Parts of this story are familiar, but the authors bring to it an impressive wealth of analytical detail and political nous. They conclude that the system is endemically weak and that the big banks will come back repeatedly for capital without further reform. They worry that public sector debt, which they estimate at 76 per cent of gross domestic product at the end of 2009, will increase inexorably because so much growth depends on debt-financed capital investment.

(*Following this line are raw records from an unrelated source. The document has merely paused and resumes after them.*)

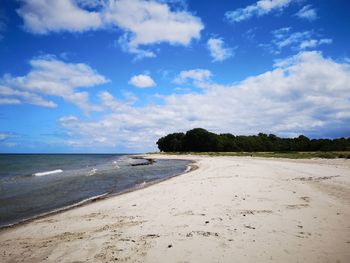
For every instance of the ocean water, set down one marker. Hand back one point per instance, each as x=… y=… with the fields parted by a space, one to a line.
x=34 y=184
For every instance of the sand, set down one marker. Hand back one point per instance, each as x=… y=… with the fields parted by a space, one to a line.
x=231 y=209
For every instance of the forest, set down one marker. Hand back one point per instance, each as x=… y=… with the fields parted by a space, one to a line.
x=201 y=140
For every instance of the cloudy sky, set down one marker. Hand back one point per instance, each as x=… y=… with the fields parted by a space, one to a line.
x=115 y=75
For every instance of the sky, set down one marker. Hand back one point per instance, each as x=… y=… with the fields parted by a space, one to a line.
x=113 y=76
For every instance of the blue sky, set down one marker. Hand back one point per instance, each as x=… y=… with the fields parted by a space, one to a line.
x=115 y=75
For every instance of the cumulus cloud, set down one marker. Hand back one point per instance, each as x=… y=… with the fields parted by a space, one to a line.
x=51 y=77
x=142 y=81
x=260 y=8
x=284 y=37
x=144 y=22
x=307 y=12
x=217 y=49
x=197 y=75
x=306 y=93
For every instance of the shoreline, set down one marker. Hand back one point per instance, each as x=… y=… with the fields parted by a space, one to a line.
x=100 y=197
x=250 y=209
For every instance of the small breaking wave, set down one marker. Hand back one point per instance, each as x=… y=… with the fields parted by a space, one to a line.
x=48 y=172
x=92 y=172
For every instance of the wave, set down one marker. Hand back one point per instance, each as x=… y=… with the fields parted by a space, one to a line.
x=92 y=172
x=48 y=172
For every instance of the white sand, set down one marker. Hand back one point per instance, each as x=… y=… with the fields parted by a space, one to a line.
x=232 y=209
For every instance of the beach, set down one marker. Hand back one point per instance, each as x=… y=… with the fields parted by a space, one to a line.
x=229 y=209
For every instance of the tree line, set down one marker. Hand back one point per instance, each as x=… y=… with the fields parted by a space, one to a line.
x=201 y=140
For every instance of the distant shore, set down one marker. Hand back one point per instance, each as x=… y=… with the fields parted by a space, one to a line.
x=230 y=208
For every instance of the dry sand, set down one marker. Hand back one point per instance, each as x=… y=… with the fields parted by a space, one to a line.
x=231 y=209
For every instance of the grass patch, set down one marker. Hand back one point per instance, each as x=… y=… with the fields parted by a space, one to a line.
x=289 y=155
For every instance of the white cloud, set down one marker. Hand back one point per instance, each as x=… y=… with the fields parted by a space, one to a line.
x=260 y=8
x=5 y=135
x=51 y=77
x=142 y=81
x=307 y=12
x=283 y=38
x=144 y=22
x=44 y=16
x=315 y=42
x=217 y=50
x=198 y=75
x=306 y=93
x=17 y=97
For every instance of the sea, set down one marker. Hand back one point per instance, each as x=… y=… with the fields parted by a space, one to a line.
x=33 y=185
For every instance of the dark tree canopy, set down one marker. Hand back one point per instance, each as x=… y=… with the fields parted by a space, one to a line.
x=201 y=140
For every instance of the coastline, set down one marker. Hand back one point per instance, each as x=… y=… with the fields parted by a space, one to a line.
x=190 y=167
x=249 y=209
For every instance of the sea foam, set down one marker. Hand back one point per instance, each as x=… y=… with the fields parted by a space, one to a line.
x=48 y=172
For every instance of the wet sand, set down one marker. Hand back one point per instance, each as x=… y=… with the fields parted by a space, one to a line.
x=231 y=209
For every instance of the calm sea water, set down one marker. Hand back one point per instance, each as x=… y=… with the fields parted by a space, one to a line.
x=33 y=184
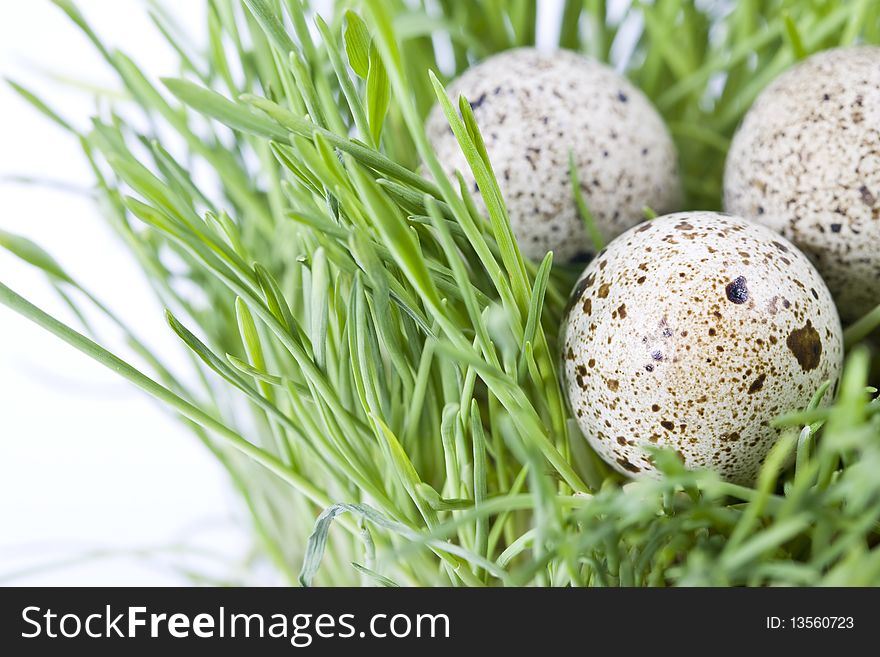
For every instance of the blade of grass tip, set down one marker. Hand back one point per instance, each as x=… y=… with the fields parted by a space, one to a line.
x=794 y=37
x=271 y=25
x=41 y=106
x=478 y=437
x=355 y=104
x=767 y=478
x=381 y=580
x=586 y=216
x=364 y=155
x=234 y=115
x=357 y=44
x=378 y=95
x=160 y=392
x=803 y=447
x=319 y=302
x=569 y=38
x=34 y=255
x=849 y=411
x=536 y=305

That debt dependence, they argue, ensures there will be no meaningful reform of interest rates, exchange rates or material foreign involvement in the financial markets for the foreseeable future. The reality is that state-owned monopolies and oligopolies do not want change or foreign competition. Why would they, ask Walter and Howie, when they and their family associates and retainers can plunder the country’s markets and amass huge profits? Business interests, they suggest, are now the de facto rulers of China’s government.

This is quite an indictment. One question is whether the authors scaremonger too much about the economic consequences of financial fragility and public sector debt. With growth at anything like the current rate it should not be too difficult to carry a weak banking system and manage the debt burden – which, in fairness, Walter and Howie acknowledge. The difficult trick, as Japan has found, is to establish more efficient capital allocation based on market price signals once the long catch-up period is over.

Another question is by what standards should China be judged. The authors frequently appear shocked by the country’s derogations from market-based capitalism. Yet in most of these failings China is no different from numerous other developing countries. That said, China is bent on superpower rivalry; reserve currency status for the renminbi is a glint in the party’s eye. Red Capitalism puts a powerful case that its economy and financial system are not fully equipped to support such aspirations.